For the pesto (makes one 250g jar)

  • 250ml olive oil
  • 120g pumpkin seeds
  • Bunch of basil (around 30g)
  • One garlic clove, peeled
  • 1/2 tablespoon of salt and black pepper

Serve with grated macadamia nuts and fresh basil

  • Start by preheating your oven to 180 degrees and cooking your pumpkin whole for one hour.
  • While the pumpkin is cooking, peel and wash the potatoes and boil them until soft.
  • While the pumpkin and potatoes are cooking, make the pesto. Use a pestle and mortar or blender to slowly incorporate every ingredient until you have a lovely chunky consistency.
  • Once made, store in a glass jar and set aside for later.
  • Once your potatoes have cooked, drain them properly and leave them to cool. Once the pumpkin is cooked, leave it to cool as well. When both are cool to the touch, start by opening the top of the pumpkin, scooping out the flesh and picking out the seeds. Once you have enough flesh, set it aside.
  • Place the drained potatoes on a work surface and mash them with the back of a fork. Once mashed, mix it with the pumpkin puree. Once the potato and pumpkin are well mixed, start adding the flour little by little and working the dough.
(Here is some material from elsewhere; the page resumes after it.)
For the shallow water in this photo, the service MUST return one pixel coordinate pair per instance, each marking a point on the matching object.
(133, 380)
Work the flour in for five to ten minutes until the dough is no longer sticky and forms easily. You should now have a soft dough that holds together, doesn’t feel sticky and can be easily shaped. Let the dough rest for 20 minutes in the fridge.
  • Once rested, divide the dough into two equal pieces. Roll a piece at a time into long cylinders on a lightly floured surface, again working lightly and quickly. As you roll, you will also be gently stretching the dough. Keep the surface well-floured as you don’t want the gnocchi to stick!
  • Roughly cut the dough into thumbnail lengths.
  • Bring a large, deep pot of salted water to a boil. Drop a couple of gnocchi in at a time. Let them cook for two minutes, during which time they will pop back up to the surface. After two minutes, scoop them out with a spoon and get them straight into a hot pan with olive oil to lightly fry them. Add some of that gorgeous pesto and a little bit of pasta water.
  • Serve immediately with some sprigs of fresh basil and grated macadamia nut for a nutty flavour.


Wild by Tart

Wild by Tart’s pumpkin wonton tortellini and porcini soup

Pumpkin wonton tortellini and porcini soup

Serves four


For the tortellini

  • One small pumpkin or squash
  • Olive oil
  • Small bunch of thyme, woody stems removed
  • 1tsp cinnamon
  • 1tsp ground nutmeg
  • Zest of one lemon
  • 100g smoked ricotta, crumbled (optional)
  • Wonton wrappers 
  • Semolina for dusting

For the broth

  • Couple of spring onions, chopped
  • Handful of dried porcini mushrooms
  • One glass of sherry
  • 500ml of stock (chicken or vegetable)
  • Squeeze of honey
  • Salt and pepper
  • Sage leaves
  • Heat the oven to 200c.
  • Roughly slice up the pumpkin or squash, removing the seeds, but you can keep the skin on. Place on an oven tray, drizzle with olive oil, sprinkle with thyme and season. Place in the oven and roast for about 30-40 mins until it is soft and starting to caramelise.
  • Take it out of the oven and scrape the soft insides into a bowl (discard the skins). Add the cinnamon, nutmeg and lemon zest, season and mash together, then taste.
  • Arrange the wonton wrappers in front of you and spoon a teaspoon of the mashed ingredients onto each wrapper (then place a cube of the smoked ricotta on top if using). Fold into tortellini (this make take a couple of goes!).
  • Dust a tray with semolina and leave the tortellini on top while you make the broth (they will keep in the fridge covered for a good day or so).
  • To make the broth, heat a little oil in a pan and add the spring onions, stock, sherry and porcini mushrooms. Simmer for about 15 mins, season and add a squeeze of honey.
  • To make the sage leaves, simply heat a little oil in a pan and add the leaves for about 20 seconds, before removing them and draining them on kitchen paper.
  • When ready to serve, bring a pan of salted water to a boil and drop in your wontons. Let them simmer for about 3-4 minutes, then remove them and distribute them between bowls. Spoon the broth over the top and garnish with the crispy sage leaves.